A avó engravidou aos 18 anos, solteira. Justamente, de sua mãe. Casou-se com o seu avô alguns anos depois. Sete filhos, tantos netos, dois bisnetos. Divorciou-se em uma época que tal fato era uma aberração. Na soma geral, o casamento durou poucos anos. Criou os filhos sozinha. Nunca mais teve outro marido.

A mãe começou a trabalhar aos 8 anos. Primogênita, ajudou a sustentar os irmãos. Assim foi até os 24, quando se casou com seu pai e resolveu dedicar-se somente à família. Como não conseguira ser a filha de uma família tradicional, agora poderia ser a mãe do lar que sempre sonhou.
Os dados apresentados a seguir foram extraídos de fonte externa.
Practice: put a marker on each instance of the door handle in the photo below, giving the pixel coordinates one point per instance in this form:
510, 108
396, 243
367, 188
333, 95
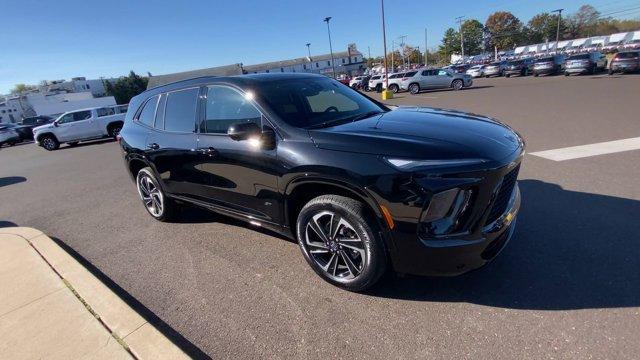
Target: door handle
207, 151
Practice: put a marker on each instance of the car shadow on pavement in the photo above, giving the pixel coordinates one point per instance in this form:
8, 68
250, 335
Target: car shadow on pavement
571, 250
10, 180
188, 347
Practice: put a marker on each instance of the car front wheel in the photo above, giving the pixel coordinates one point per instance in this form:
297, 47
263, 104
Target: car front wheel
50, 143
153, 197
340, 242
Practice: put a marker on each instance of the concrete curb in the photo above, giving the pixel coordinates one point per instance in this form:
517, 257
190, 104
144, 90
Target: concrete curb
142, 339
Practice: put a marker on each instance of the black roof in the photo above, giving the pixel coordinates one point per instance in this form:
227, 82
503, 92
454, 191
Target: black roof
238, 80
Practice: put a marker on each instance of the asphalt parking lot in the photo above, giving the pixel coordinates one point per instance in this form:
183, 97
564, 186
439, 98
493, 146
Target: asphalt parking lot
567, 286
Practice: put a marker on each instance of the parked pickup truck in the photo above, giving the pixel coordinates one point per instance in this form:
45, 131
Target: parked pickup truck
80, 125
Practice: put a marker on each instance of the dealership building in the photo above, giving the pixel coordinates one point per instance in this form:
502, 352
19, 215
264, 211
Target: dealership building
350, 62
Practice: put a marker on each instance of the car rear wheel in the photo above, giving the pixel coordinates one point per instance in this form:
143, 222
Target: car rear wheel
153, 197
341, 242
49, 143
114, 130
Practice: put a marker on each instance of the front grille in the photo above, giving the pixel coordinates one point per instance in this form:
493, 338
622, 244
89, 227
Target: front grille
501, 200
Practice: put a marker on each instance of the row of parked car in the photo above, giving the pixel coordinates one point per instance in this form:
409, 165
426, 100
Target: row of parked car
585, 63
413, 81
70, 127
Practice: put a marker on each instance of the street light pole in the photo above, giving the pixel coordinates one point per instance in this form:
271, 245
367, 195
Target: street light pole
384, 45
426, 49
559, 11
459, 20
309, 57
333, 66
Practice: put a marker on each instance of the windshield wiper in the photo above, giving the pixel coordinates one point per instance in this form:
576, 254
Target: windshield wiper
345, 120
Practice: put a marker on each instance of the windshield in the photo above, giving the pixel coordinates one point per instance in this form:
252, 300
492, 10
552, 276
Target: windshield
315, 102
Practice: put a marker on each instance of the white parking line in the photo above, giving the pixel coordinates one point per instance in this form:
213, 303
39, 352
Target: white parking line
576, 152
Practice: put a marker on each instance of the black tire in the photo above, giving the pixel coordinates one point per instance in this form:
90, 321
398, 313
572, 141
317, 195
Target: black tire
114, 129
49, 142
168, 207
370, 256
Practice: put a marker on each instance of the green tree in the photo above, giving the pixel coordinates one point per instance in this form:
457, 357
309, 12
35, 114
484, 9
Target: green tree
543, 27
583, 22
505, 30
472, 31
126, 87
20, 88
450, 43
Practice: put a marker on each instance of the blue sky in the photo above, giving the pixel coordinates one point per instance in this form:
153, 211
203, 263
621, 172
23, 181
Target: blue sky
66, 38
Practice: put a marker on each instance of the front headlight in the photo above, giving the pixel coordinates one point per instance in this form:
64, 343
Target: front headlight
409, 165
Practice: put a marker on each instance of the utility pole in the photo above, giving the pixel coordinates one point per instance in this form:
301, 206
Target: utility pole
459, 20
385, 94
402, 44
333, 66
559, 11
426, 49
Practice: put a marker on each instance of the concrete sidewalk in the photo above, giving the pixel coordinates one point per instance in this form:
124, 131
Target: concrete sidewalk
51, 307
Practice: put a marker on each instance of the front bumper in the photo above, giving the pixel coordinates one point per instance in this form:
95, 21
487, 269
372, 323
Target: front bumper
457, 256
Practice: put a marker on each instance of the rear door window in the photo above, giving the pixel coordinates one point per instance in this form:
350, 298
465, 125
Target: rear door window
180, 110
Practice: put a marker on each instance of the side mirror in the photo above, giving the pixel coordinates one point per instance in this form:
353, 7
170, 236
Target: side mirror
244, 131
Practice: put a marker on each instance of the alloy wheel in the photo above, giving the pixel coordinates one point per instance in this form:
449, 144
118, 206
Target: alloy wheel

A tia seguiu o próprio caminho muito cedo. Casou-se sem casar, construiu sua vida, depois seguiu sozinha. Assim continuou. Viaja o mundo, segue outros rumos. Cuida de todos porque a vida nunca lhe dera filhos seus.

As quatro mulheres que a inspiram. Ela é a bisneta, a neta, a filha, a sobrinha. Criada para ser dona de si mesma, nunca esperou que alguém a amparasse, porque sabia que seu caminho seria solitário. Mesmo que não fosse, os cuidados sempre estariam em suas mãos. E assim tem sido, desde então.

Ela olha para trás e vê essas mulheres que, de uma maneira ou de outra, cuidaram de si e dos outros. Nunca foram cuidadas. Sofreram caladas, secaram sozinhas as lágrimas da solidão. Mas seguiram adiante. Ela própria é o resultado dessas mulheres que não se permitiram desistir.

Como livrar-se do fardo de carregar o mundo sob os ombros? Talvez não seja possível. A força é herança de família.